O ministro Alexandre de Moraes, do Supremo Tribunal Federal, autorizou nesta terça-feira, 24 de março de 2026, que o ex-presidente Jair Bolsonaro cumpra prisão domiciliar temporária por 90 dias. A decisão atende ao pedido da defesa motivado pelo atual quadro de saúde do ex-presidente, que se recupera de broncopneumonia bacteriana em hospital particular em Brasília. Após o período inicial, Moraes determinará nova análise sobre a manutenção ou não da medida.
A autorização segue manifestação favorável da Procuradoria-Geral da República, que destacou a evolução clínica do ex-presidente e a necessidade de flexibilização do regime prisional para preservar sua integridade física. Bolsonaro estava internado desde meados de março no Hospital DF Star, onde recebeu tratamento na UTI e, posteriormente, foi transferido para o quarto com quadro estável. A prisão domiciliar começará assim que ele receber alta médica, prevista para as próximas horas ou dias.
A condenação de Bolsonaro a 27 anos e três meses de prisão, por tentativa de golpe de Estado e liderança de organização criminosa, permanece em vigor. Ele cumpria pena em regime fechado na unidade da Polícia Militar na Papuda, em Brasília, desde novembro de 2025, após transferência de prisão preventiva. A medida humanitária agora concedida representa exceção ao regime inicial, com reavaliação obrigatória ao final dos 90 dias.
O histórico de saúde de Bolsonaro inclui diversos episódios de internação nos últimos meses, como crises de vômitos, tontura e problemas decorrentes de aspiração. Na Papuda, ele registrou mais de 140 atendimentos médicos, o que reforçou os argumentos da defesa para a transferência domiciliar. Moraes havia negado pedido semelhante no início de março, mas o agravamento do quadro respiratório e o parecer da PGR alteraram o cenário.

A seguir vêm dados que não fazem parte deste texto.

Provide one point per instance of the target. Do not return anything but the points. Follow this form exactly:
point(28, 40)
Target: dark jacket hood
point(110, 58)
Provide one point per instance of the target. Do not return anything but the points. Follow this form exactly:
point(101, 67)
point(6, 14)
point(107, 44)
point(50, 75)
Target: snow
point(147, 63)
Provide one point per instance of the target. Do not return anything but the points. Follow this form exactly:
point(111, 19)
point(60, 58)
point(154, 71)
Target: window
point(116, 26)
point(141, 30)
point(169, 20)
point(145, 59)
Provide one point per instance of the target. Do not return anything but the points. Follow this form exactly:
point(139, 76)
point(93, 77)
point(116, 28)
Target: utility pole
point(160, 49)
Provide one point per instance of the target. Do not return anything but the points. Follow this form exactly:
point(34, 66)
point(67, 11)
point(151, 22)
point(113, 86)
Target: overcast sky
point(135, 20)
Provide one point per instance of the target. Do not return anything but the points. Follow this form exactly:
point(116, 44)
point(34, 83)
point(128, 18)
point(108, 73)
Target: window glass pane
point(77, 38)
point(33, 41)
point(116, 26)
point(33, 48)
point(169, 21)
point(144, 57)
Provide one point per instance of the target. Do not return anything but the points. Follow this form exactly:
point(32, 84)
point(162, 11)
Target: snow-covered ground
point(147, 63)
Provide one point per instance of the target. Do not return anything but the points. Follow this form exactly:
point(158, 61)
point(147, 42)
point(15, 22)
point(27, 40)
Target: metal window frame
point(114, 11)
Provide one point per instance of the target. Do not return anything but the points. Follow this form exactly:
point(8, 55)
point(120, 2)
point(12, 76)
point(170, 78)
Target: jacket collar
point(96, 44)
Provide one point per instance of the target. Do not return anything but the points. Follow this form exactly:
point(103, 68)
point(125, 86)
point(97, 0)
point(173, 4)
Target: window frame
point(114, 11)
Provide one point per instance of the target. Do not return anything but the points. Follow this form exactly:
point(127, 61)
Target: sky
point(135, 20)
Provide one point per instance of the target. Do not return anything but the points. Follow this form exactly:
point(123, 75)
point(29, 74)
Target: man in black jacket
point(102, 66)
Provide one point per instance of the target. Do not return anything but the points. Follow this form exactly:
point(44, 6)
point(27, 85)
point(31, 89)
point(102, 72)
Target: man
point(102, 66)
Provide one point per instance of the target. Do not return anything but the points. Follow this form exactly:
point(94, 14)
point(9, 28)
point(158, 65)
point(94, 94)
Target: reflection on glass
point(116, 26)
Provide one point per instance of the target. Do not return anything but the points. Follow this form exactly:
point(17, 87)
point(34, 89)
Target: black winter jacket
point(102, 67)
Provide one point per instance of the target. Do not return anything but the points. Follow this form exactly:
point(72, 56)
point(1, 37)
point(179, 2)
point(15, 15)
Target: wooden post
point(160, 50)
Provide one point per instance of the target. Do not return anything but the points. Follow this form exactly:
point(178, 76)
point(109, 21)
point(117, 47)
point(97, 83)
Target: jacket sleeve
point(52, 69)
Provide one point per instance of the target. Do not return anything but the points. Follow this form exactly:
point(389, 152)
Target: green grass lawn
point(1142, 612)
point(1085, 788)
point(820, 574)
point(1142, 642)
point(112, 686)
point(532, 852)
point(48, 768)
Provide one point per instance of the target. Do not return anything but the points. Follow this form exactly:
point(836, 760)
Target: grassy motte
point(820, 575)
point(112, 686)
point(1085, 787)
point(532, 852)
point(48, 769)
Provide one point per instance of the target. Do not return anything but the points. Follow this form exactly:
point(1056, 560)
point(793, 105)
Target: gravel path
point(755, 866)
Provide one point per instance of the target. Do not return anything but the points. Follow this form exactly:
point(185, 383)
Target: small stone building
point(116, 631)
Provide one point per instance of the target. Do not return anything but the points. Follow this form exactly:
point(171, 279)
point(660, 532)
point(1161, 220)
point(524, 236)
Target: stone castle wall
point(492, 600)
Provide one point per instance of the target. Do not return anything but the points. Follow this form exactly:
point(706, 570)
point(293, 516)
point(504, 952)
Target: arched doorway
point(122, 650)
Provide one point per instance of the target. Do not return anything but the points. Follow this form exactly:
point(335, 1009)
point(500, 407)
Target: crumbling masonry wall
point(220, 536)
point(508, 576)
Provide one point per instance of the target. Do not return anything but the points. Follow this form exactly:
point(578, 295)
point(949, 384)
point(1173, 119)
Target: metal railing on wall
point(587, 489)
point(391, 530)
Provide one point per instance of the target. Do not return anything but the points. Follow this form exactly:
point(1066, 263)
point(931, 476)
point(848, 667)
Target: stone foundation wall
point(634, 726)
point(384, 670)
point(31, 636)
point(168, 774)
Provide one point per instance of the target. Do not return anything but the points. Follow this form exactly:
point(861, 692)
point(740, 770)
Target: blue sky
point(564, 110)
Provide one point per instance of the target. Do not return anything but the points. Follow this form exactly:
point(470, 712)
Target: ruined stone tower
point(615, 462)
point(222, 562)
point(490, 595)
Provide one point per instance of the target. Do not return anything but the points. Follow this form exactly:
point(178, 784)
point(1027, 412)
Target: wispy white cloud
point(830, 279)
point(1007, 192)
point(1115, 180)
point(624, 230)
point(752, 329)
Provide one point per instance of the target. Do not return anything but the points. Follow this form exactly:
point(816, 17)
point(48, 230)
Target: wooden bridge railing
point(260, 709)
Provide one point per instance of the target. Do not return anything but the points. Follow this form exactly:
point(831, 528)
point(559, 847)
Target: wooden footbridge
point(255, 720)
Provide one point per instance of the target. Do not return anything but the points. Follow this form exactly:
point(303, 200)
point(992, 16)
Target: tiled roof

A decisão ocorre em um contexto de intensa articulação política. Aliados próximos, incluindo a ex-primeira-dama Michelle Bolsonaro, mantiveram contatos recentes com o gabinete do ministro para reforçar o pedido humanitário. A PGR, sob o procurador-geral Paulo Gonet, enfatizou o dever estatal de garantir condições mínimas de recuperação, sem prejuízo ao cumprimento da pena.
Especialistas em direito penal avaliam que a prisão domiciliar temporária deve vir acompanhada de monitoramento eletrônico rigoroso, restrição de visitas e proibição de atividades políticas ou de comunicação pública. Qualquer descumprimento pode resultar na imediata revogação da medida e retorno ao regime fechado. A reavaliação em junho de 2026 será decisiva para o futuro do cumprimento da condenação.
O caso continua a polarizar o debate nacional. Enquanto apoiadores celebram a decisão como gesto de humanidade, críticos questionam a seletividade em regimes cautelares. A autorização de Moraes, embora limitada no tempo, marca um novo capítulo na execução da pena imposta ao ex-presidente pela trama golpista investigada pelo Supremo Tribunal Federal.